I TRIED hard to ignore it last Thursday but I just couldn't. Football is about as interesting to me as watching a bunch of shrieking men wearing silly face paint, watching other men running around with a small ball.

But I got drawn in to the hysteria of it all. I felt an adrenaline surge at 7.50pm as I heard the roaring cheers from a nearby pub during my cycle ride home from work. I had decided to assiduously avoid any human contact for the next two hours so I wouldn't be drawn into mindless statements on the greatest of Wayne-who-he?

But as I passed a heaving pub during half time, I felt the alcohol-laced lure of the mob. Perhaps I was feeling the loneliness of the outsider but it suddenly seemed important to know who was winning, if only to prepare myself for endless smugness and match analysis if England were to win.

I peered into a pub and beckoned to a friendly looking man with a number nine Rooney strip. Who's winning? I asked tentatively, and wished I hadn't the minute he began his blow by blow account of the match so far.

Another few miles and I was still trying to shrug off the mounting tension as I saw the crowds watching on wide-screen, chatting and cheering good-naturedly to strangers and friends.

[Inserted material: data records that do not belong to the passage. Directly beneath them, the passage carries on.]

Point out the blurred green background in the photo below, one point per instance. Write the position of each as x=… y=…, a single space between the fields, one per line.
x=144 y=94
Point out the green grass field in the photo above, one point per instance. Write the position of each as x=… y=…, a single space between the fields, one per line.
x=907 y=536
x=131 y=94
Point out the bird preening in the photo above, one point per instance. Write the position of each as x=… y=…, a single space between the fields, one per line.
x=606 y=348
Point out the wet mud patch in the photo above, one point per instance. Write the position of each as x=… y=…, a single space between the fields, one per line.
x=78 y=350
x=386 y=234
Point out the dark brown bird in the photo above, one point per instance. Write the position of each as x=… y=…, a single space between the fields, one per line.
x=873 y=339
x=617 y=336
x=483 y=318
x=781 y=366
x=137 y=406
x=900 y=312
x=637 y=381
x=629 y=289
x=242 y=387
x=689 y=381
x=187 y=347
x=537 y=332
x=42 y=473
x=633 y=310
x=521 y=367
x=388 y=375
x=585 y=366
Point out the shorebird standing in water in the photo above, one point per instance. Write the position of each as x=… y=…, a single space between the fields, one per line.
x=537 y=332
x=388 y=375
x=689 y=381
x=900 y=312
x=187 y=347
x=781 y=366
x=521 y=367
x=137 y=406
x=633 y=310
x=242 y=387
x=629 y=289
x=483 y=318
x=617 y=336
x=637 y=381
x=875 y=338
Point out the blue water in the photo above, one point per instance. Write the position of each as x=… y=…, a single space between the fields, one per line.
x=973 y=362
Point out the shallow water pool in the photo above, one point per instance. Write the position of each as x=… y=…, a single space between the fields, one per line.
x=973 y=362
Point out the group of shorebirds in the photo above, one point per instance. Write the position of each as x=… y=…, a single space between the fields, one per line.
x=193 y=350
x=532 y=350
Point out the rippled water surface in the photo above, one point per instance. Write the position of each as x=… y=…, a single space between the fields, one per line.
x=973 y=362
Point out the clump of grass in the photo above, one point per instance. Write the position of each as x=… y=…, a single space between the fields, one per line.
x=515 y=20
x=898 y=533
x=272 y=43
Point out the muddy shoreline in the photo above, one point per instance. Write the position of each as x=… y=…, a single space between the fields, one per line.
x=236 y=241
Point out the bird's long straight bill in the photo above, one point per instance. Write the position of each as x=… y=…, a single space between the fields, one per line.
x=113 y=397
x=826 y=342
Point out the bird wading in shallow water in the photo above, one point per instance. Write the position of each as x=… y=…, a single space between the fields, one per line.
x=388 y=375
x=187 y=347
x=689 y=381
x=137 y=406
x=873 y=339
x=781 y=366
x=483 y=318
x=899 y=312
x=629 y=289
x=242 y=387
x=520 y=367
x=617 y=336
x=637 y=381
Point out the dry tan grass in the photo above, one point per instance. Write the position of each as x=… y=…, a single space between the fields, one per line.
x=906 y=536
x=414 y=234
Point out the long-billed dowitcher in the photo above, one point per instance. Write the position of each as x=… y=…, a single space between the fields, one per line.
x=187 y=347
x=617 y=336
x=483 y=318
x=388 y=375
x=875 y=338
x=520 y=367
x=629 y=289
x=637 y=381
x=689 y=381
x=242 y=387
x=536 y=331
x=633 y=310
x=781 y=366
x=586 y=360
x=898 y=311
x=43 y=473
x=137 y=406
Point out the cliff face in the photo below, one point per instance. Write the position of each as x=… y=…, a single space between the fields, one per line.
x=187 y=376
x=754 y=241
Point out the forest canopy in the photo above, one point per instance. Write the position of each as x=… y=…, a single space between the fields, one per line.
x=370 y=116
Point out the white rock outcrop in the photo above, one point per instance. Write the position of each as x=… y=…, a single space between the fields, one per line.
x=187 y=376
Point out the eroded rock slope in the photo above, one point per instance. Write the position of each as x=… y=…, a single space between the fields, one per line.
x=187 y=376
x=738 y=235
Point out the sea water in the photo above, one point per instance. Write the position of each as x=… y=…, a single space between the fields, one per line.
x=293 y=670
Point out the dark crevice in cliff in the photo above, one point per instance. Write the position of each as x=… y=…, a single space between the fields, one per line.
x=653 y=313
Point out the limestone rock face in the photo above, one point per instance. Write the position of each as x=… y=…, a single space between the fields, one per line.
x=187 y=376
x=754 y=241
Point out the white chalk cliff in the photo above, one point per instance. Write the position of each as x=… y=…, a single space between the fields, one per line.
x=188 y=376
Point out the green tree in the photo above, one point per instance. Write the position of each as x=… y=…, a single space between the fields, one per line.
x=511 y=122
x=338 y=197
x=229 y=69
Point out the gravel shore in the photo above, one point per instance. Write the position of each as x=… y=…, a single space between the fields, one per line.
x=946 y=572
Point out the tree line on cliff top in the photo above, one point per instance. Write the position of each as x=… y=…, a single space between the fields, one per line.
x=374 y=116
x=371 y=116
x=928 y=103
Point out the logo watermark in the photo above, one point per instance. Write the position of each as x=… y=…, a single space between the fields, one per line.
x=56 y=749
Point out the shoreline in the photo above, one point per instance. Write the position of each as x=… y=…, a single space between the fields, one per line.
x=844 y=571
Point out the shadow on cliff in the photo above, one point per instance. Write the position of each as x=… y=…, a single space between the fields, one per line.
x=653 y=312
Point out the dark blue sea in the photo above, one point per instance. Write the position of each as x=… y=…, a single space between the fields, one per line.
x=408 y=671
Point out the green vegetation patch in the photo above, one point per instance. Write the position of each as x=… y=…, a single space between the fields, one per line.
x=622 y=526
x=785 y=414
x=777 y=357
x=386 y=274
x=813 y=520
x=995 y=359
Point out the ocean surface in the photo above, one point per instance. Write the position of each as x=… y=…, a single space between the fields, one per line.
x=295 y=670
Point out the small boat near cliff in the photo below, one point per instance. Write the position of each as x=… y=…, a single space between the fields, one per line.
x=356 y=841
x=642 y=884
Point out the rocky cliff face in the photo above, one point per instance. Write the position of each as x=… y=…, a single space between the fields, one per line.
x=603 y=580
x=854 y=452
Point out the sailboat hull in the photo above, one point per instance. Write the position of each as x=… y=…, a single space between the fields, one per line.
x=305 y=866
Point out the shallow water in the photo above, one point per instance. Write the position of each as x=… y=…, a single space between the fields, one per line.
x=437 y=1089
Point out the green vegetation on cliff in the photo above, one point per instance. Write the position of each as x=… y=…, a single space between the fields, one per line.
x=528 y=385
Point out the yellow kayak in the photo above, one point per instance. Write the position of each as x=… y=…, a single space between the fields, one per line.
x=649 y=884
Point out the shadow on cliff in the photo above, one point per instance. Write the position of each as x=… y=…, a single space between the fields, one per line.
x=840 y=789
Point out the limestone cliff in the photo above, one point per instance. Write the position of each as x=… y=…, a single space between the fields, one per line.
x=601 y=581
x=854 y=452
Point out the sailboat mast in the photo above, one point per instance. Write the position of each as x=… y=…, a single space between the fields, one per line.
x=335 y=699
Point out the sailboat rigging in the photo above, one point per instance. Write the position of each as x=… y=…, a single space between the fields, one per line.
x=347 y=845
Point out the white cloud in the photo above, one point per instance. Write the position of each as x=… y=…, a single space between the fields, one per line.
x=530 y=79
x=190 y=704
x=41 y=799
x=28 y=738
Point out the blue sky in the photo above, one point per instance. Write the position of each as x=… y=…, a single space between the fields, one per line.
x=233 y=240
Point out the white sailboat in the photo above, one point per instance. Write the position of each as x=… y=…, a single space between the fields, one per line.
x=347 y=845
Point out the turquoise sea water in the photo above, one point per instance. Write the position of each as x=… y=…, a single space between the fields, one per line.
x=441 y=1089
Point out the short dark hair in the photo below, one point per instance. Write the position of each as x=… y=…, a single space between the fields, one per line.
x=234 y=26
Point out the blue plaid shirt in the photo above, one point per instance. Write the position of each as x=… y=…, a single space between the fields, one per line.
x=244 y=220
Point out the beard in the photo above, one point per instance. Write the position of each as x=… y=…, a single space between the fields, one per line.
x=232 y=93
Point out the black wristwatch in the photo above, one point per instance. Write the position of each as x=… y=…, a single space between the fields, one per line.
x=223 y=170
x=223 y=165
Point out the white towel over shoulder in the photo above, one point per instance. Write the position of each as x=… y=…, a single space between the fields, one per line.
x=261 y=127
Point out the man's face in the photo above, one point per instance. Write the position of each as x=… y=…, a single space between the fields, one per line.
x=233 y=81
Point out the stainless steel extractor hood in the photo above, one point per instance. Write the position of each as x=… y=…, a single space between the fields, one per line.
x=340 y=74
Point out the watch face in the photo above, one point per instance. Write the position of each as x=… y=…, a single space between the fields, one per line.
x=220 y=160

If you forgot it was the football uniting them, it felt pleasant, like a street carnival.

Even my mum had relented and was pasted to the screen in the front room when I got home. She still hadn't figured out which colour England were wearing but she had got sucked into watching, like any other self-respecting football hater.

As the temperature of the nation shot up during the penalty shoot out, I stubbornly switched over to Big Brother, though I have to admit to taking sneaky peaks every few minutes, emotionally confused in my intermingled viewing of Victor's outburst over the weekly shopping list crossed with Beckham's missed penalty kick.

I am reluctant to admit it but I was actually rooting for Portugal. Perhaps this makes me the second most hated figure in England next to the Swiss referee who disallowed that last minute goal, but I just thought it would be nice for the host country to win. And, more selfishly, I wanted football to go away and perhaps if England lost, we could stop being obsessed by it.

But in spite of having rooting for the other team, and in spite of hating the beautiful game, I did feel a certain disappointment when I woke up the following morning. The strange, unifying feeling of national hope and optimism had dissipated and people in supermarkets and bus queues returned to being miserable and ignoring each other.

Sad that a sporting event is the only thing that draws us together these days and shame that it had to end so soon.